O discurso da vitória de Demi Moore no prêmio chiquíssimo do outro domingo escancara a forma como nós mulheres somos desencorajadas a acreditar em nós mesmas.
Pouco importa se você é linda de viver, adequada aos padrões, bem-sucedida e celebrada pelo público. Pouco importa se encontrou sucesso na carreira, se viajou por todos os cantos do mundo, se atingiu o corpo que a sociedade considera modelo, se teve filho, escreveu livro, plantou árvore ou guardou dinheiro nos fundos de renda fixa.
Com raras exceções, nós mulheres valemos o quanto os homens acham que valemos. Somos moldadas a essa crença, por mais equivocada que ela seja, desde que o mundo é mundo. A história se repete: mulheres criadas para colaborar com os homens e competir entre si, homens estimulados a apoiar e colaborar com seus pares. Eles jogam no mesmo time, nós rivalizamos o tempo todo, por quase tudo.
[Perdemos todas, mesmo quando parece que algumas venceram].
Segurando firme o prêmio numa das mãos, Demi Moore contou que, 30 anos atrás, ouviu um produtor dizer que ela era uma atriz talhada para o sucesso comercial, mas não ao reconhecimento como artista. Uma atriz-pipoca, nas palavras do sujeito.
- Eu acreditei nisso. E isso me corroeu com o tempo, afirmou a atriz, reconhecida como nunca acreditou que pudesse ser, aos 62 anos de idade e após 45 de carreira.
Foi preciso que outra mulher - a cineasta Coralie Fargeat - ligasse o alerta da atriz, lembrando a Demi Moore que ela nunca seria suficientemente inteligente, magra ou bonita enquanto usasse como medida a régua dos outros.
No lugar do que se esperava - rivalidade - vimos mulheres aplaudirem outra mulher, comemorar o resultado do trabalho dela, celebrar a vitória da candidata que supostamente tinha menos chance de vencer.

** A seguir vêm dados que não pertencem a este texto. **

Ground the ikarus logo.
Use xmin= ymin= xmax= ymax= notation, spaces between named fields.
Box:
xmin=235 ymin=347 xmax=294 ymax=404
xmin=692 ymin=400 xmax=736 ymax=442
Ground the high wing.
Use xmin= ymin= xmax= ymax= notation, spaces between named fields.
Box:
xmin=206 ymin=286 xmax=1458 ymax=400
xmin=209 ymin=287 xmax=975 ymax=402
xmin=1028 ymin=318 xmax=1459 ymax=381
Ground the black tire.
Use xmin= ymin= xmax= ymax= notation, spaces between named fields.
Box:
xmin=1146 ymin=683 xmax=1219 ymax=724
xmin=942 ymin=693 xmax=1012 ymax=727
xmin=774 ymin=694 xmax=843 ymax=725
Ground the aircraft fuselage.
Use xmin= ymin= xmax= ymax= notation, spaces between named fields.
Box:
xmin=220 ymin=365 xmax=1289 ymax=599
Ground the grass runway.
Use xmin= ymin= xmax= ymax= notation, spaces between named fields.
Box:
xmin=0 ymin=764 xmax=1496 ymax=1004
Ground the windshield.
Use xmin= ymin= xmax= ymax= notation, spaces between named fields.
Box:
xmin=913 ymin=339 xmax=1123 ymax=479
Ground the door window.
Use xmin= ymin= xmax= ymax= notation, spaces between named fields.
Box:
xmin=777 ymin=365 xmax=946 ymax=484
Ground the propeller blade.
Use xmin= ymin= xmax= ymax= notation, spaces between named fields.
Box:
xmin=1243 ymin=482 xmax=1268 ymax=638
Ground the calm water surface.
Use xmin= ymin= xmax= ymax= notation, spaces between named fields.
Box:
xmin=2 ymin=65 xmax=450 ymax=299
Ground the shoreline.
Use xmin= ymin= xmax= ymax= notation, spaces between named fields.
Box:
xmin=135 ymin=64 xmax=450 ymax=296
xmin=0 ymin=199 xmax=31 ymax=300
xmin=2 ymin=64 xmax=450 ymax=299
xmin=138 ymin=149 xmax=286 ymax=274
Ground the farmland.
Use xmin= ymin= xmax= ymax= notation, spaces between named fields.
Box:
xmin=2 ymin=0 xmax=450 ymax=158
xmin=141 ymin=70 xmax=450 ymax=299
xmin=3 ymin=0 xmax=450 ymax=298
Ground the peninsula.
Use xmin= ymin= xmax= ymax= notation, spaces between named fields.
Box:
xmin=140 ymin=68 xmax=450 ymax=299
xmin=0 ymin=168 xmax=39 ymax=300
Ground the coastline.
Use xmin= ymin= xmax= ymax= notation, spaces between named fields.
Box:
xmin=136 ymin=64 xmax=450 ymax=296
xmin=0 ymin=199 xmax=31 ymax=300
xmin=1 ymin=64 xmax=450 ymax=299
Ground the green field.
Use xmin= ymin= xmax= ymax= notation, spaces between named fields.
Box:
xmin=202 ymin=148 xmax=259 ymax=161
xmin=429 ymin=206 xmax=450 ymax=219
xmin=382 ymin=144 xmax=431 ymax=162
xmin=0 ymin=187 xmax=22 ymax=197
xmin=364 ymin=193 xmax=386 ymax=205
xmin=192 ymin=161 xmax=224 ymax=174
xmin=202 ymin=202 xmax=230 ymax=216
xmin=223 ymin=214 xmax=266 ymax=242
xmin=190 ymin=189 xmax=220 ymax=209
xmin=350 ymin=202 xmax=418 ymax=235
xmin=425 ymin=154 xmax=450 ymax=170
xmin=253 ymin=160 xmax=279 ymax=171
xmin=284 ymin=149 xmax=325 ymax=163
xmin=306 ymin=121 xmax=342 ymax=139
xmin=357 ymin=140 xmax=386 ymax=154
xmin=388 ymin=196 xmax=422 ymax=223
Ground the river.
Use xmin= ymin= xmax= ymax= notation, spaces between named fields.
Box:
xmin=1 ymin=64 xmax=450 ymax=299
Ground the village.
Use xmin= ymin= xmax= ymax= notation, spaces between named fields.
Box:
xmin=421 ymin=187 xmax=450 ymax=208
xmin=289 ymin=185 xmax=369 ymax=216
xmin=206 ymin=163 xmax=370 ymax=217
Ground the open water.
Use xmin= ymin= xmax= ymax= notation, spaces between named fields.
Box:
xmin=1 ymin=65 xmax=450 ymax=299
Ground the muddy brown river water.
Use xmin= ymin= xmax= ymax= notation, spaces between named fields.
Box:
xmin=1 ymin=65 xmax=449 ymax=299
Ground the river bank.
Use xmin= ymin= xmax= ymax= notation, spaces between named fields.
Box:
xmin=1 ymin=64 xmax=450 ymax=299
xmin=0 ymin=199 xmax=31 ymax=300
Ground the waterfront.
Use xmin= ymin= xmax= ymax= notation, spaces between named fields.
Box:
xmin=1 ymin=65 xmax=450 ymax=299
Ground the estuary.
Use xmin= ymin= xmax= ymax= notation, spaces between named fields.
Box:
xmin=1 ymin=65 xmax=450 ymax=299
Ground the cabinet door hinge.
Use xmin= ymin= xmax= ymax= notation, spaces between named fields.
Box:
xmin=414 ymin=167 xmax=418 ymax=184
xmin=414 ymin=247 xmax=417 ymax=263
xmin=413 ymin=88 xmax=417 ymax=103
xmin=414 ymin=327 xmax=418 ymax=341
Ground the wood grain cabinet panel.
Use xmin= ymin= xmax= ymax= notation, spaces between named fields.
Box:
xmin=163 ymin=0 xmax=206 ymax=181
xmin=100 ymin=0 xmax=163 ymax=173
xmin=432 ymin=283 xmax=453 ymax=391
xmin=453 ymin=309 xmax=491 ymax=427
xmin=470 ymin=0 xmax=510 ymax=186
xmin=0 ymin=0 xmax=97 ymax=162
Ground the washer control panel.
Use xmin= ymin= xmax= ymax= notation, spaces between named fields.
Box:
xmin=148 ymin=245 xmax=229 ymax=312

Antes da premiação, Fernanda Torres vinha repetindo exaustivamente que estar entre as indicadas já significava uma vitória, que as chances de vencer eram praticamente inexistentes.
Talvez ela tivesse razão, a julgar pela lógica da geopolítica e da indústria cultural. Mas pode ser que o buraco seja ainda mais fundo, agarrado ao histórico modo de operar que nos ensinam desde sempre: o de acreditarmos pouco em nós mesmas.